“After the peace, I mean,” said the young officer.
“There’ll be just the devil to pay,” said Raeburn.
“One thing after another in the country is being pulled up by its roots,” reflected Mr. Britling.
“We’ve never produced a plan for the war, and it isn’t likely we shall have one for the peace,” said Raeburn, and added: “and Lady Frensham’s little lot will be doing their level best to sit on the safety-valve.... They’ll rake up Ireland and Ulster from the very start. But I doubt if Ulster will save ’em.”
“We shall squabble. What else do we ever do?”
No one seemed able to see more than that. A silence fell on the little party.
“Well, thank heaven for these dahlias,” said Raeburn, affecting the philosopher.
The young staff officer regarded the dahlias without enthusiasm....
Mr. Britling sat one September afternoon with Captain Lawrence Carmine in the sunshine of the barn court, and smoked with him and sometimes talked and sometimes sat still.

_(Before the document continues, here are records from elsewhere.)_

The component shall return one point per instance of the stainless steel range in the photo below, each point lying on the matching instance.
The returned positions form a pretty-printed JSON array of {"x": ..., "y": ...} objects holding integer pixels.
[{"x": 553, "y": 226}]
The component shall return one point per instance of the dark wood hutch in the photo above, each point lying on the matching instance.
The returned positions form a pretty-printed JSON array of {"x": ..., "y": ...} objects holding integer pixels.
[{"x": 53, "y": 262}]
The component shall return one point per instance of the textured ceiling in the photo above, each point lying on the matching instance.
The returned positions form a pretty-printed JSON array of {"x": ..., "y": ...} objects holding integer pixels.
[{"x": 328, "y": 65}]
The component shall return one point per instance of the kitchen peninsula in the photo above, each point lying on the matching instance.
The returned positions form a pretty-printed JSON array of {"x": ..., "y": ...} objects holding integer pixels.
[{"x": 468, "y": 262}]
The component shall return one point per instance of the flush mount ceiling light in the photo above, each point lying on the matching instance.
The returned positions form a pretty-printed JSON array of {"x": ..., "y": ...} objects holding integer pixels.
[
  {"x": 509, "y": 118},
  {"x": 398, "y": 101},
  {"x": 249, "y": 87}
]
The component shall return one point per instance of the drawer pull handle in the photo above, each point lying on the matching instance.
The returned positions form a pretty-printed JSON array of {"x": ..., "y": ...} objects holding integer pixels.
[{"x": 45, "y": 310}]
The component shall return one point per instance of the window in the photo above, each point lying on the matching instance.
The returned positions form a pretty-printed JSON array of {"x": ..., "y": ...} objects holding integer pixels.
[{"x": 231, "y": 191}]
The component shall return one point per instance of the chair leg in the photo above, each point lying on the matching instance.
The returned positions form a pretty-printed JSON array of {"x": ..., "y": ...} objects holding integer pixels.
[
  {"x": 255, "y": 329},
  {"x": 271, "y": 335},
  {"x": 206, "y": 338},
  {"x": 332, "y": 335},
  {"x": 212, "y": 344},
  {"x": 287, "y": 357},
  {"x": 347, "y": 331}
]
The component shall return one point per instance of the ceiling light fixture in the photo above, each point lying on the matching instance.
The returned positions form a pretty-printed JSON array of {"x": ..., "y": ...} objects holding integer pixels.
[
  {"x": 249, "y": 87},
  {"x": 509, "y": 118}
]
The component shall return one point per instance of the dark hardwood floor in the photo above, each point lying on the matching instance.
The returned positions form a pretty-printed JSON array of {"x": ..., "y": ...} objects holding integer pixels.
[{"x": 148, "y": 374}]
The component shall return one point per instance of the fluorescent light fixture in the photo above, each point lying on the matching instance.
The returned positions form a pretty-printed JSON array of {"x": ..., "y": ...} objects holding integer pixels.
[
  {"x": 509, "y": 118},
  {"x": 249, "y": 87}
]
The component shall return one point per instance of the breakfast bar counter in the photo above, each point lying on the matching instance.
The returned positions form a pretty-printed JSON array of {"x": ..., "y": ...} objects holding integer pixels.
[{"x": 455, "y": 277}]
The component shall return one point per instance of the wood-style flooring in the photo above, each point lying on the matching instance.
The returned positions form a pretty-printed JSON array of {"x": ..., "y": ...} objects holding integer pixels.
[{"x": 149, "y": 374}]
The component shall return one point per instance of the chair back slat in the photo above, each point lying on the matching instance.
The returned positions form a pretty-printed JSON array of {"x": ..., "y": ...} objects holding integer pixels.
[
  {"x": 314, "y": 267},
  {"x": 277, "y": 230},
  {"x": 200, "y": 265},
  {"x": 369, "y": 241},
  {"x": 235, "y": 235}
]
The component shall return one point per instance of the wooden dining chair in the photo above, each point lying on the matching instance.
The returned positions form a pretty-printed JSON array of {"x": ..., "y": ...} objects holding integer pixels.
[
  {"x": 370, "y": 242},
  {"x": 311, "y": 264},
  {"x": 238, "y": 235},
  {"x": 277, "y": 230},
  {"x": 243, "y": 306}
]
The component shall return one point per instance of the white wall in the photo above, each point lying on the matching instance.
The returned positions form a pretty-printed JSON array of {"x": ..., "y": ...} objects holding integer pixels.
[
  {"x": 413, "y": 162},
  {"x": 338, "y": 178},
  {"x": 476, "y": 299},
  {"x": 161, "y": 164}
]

“When it began I did not believe that this war could be like other wars,” he said. “I did not dream it. I thought that we had grown wiser at last. It seemed to me like the dawn of a great clearing up. I thought the common sense of mankind would break out like a flame, an indignant flame, and consume all this obsolete foolery of empires and banners and militarism directly it made its attack upon human happiness. A score of things that I see now were preposterous, I thought must happen—naturally. I thought America would declare herself against the Belgian outrage; that she would not tolerate the smashing of the great sister republic—if only for the memory of Lafayette. Well—I gather America is chiefly concerned about our making cotton contraband. I thought the Balkan States were capable of a reasonable give and take; of a common care for their common freedom. I see now three German royalties trading in peasants, and no men in their lands to gainsay them. I saw this war, as so many Frenchmen have seen it, as something that might legitimately command a splendid enthusiasm of indignation.... It was all a dream, the dream of a prosperous comfortable man who had never come to the cutting edge of life. Everywhere cunning, everywhere small feuds and hatreds, distrusts, dishonesties, timidities, feebleness of purpose, dwarfish imaginations, swarm over the great and simple issues.... It is a war now like any other of the mobbing, many-aimed cataclysms that have shattered empires and devastated the world; it is a war without point, a war that has lost its soul, it has become mere incoherent fighting and destruction, a demonstration in vast and tragic forms of the stupidity and ineffectiveness of our species....”
He stopped, and there was a little interval of silence.
Captain Carmine tossed the fag end of his cigar very neatly into a tub of hydrangeas. “Three thousand years ago in China,” he said, “there were men as sad as we are, for the same cause.”